Bleibe-Gespräche mit Mitarbeitern führen

Joachim Schoenberger 1 Ein Beitrag aus unserer »Standpunkte«-Reihe von Joachim Schönberger, Stuttgart.

Zuweilen bekommen Führungskräfte mit, dass ein Leistungsträger das Unternehmen verlassen möchte. Dann empfiehlt es sich, mit dem Mitarbeiter ein Bleibe-Gespräch zu führen. Das ist keine leichte Aufgabe. Hierzu einige Tipps zum Vorbereiten und Führen solcher Gespräche.

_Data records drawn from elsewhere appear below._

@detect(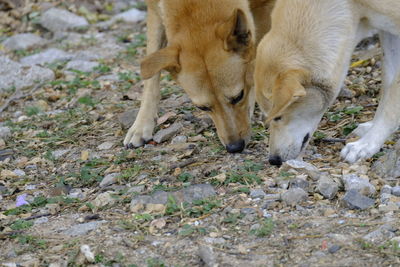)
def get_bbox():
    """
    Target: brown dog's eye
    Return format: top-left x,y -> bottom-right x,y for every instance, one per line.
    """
231,90 -> 244,105
198,106 -> 211,112
273,116 -> 282,122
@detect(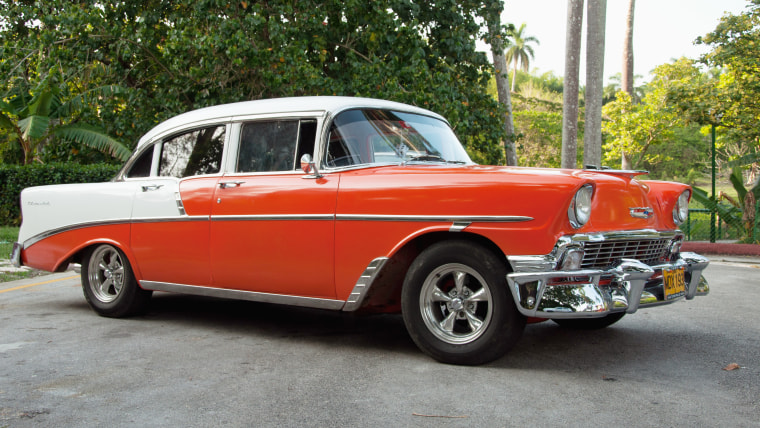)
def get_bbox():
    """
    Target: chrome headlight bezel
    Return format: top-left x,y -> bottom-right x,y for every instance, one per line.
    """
673,190 -> 690,225
568,184 -> 594,229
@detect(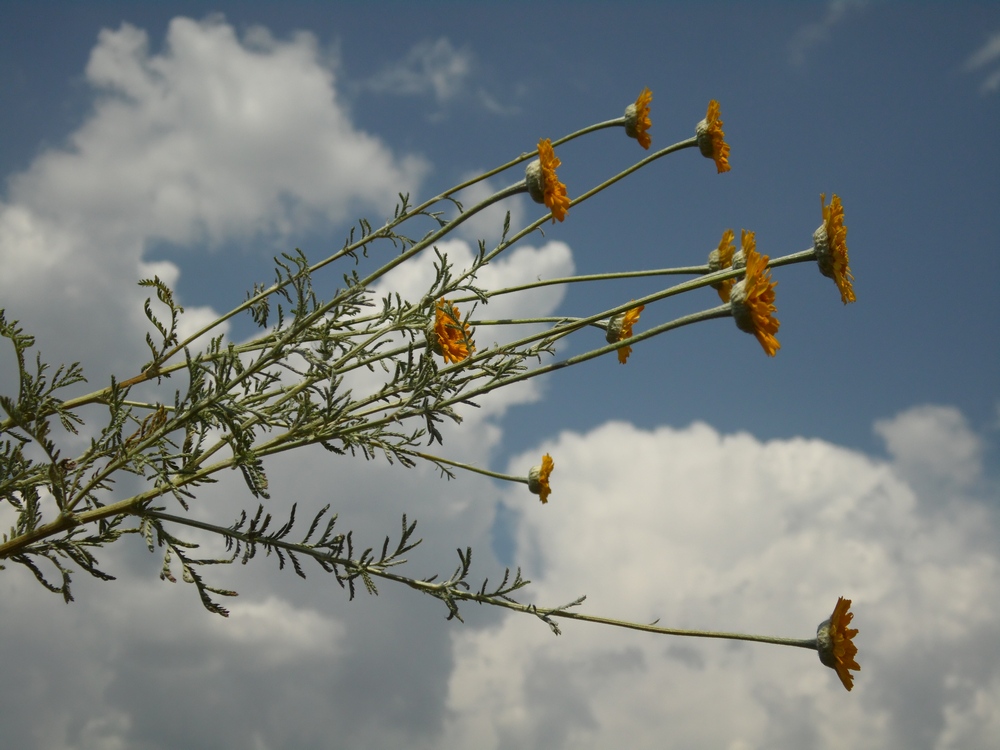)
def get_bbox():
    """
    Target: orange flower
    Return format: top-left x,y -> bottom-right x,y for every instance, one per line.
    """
696,100 -> 731,173
526,139 -> 570,223
625,87 -> 653,149
817,596 -> 860,691
606,302 -> 645,364
431,300 -> 475,364
708,229 -> 737,302
814,194 -> 855,304
528,454 -> 554,504
729,230 -> 780,356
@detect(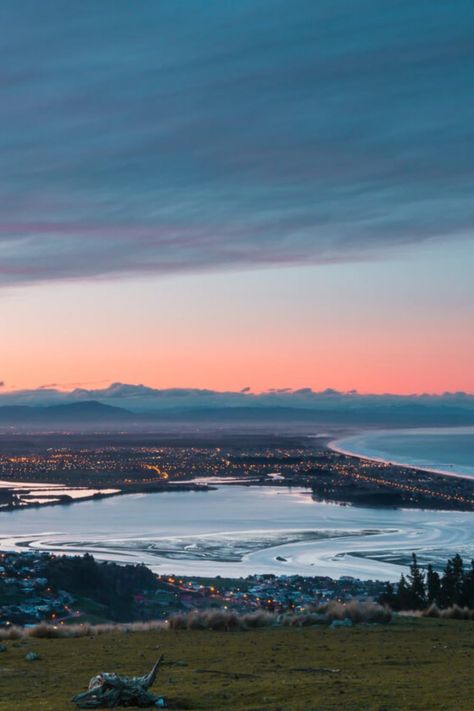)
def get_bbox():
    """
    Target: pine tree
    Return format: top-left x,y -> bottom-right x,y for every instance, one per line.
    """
386,553 -> 473,611
426,564 -> 441,604
396,573 -> 411,610
462,560 -> 474,608
452,553 -> 464,605
439,558 -> 456,608
379,582 -> 396,608
406,553 -> 426,609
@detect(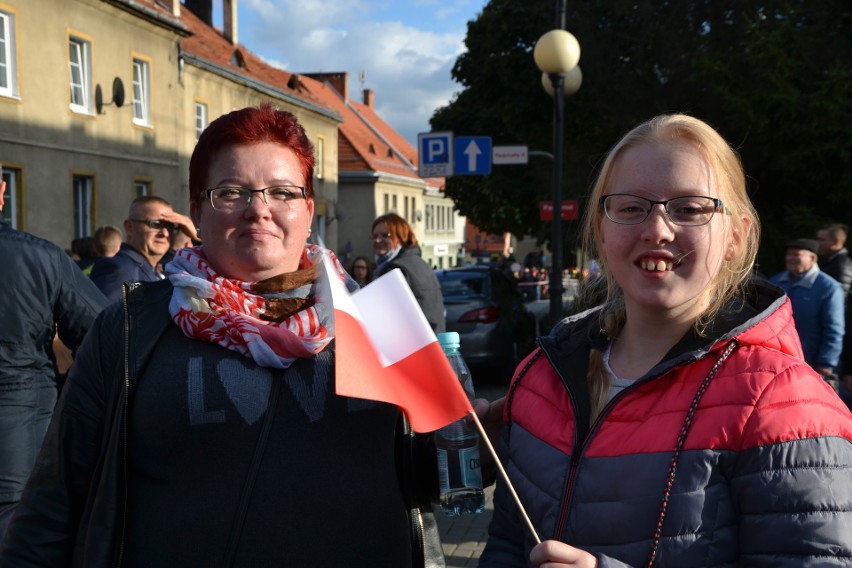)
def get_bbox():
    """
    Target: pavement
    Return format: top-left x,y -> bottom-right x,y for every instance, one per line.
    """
435,484 -> 495,567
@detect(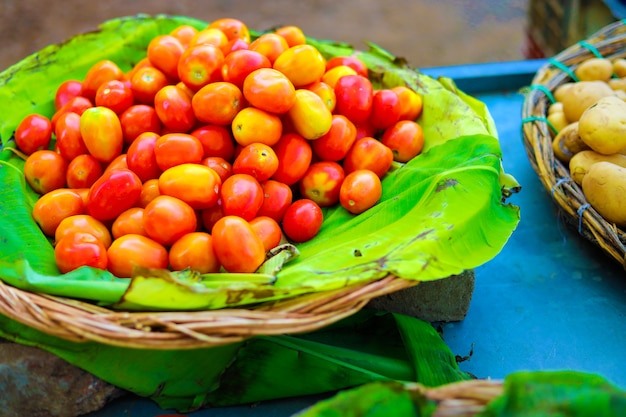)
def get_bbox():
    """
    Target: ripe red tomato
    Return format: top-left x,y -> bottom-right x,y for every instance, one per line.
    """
169,232 -> 221,274
51,96 -> 93,131
380,120 -> 424,162
192,81 -> 243,125
299,161 -> 345,207
250,216 -> 283,251
107,234 -> 169,278
191,124 -> 236,161
242,68 -> 296,114
201,156 -> 233,183
153,133 -> 204,171
281,199 -> 323,243
220,173 -> 264,220
94,79 -> 134,115
55,112 -> 88,161
79,106 -> 124,164
211,215 -> 265,273
158,163 -> 221,210
54,232 -> 108,274
81,59 -> 124,101
221,49 -> 271,88
14,114 -> 52,155
154,85 -> 196,133
271,133 -> 312,185
200,201 -> 224,232
55,214 -> 112,249
111,207 -> 147,239
369,89 -> 402,130
54,79 -> 83,111
311,114 -> 357,161
86,169 -> 142,221
66,154 -> 103,189
232,142 -> 279,182
147,35 -> 185,80
334,74 -> 374,124
257,179 -> 293,222
143,195 -> 198,246
342,137 -> 394,178
32,188 -> 84,237
24,150 -> 68,194
339,169 -> 382,214
177,44 -> 225,90
126,131 -> 162,182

Deuten Warnsignale darauf hin, dass ein wichtiger Mitarbeiter kündigen möchte, sollte sein Chef oder Vorgesetzter ein Bleibe-Gespräch mit ihm führen. Ein solches Gespräch hat drei Ziele:

1. erkunden, ob die Vermutung richtig ist, dass der Mitarbeiter das Unternehmen verlassen möchte. Und wenn ja:
2. herausfinden, wie weit sich der Mitarbeiter mental bereits vom Unternehmen entfernt hat und ob er überhaupt noch »zurückgeholt« werden kann. Und erneut, wenn ja:
3. ihn zum Bleiben motivieren.


Vorbereitung des Bleibe-Gesprächs

Vor dem Gespräch sollten Sie als Führungskraft und/oder Arbeitgeber eine Selbstanalyse durchführen und sich zum Beispiel fragen:

  • »Was habe ich als Führungskraft dazu beigetragen, dass der Mitarbeiter eventuell nicht im Unternehmen bleiben will?
  • Gab ich ihm zum Beispiel ein Versprechen und hielt es nicht?
  • Bin ich selbst überlastet und gab ich meinen Stress an den Mitarbeiter weiter?
  • Wie viel Zeit widmete ich ihm?«

Denn nicht selten sind emotionale Verletzungen der Grund, warum Mitarbeiter ein Unternehmen verlassen möchten. Und haben Sie (unbewusst) diese bewirkt, beeinflusst dies auch die Atmosphäre im Bleibe-Gespräch und seine Erfolgsaussichten.

Erst danach sollten Sie Ihren Blick auf den Mitarbeiter richten und sich fragen:

  • Welche (weiteren) Ursachen könnte eine eventuell beabsichtigte Kündigung von ihm haben?
  • Warum könnte er geneigt sein, sich eine Job-Alternative zu suchen?
  • Was weiß ich über seine Präferenzen und Ziele im Beruf sowie sein Privatleben?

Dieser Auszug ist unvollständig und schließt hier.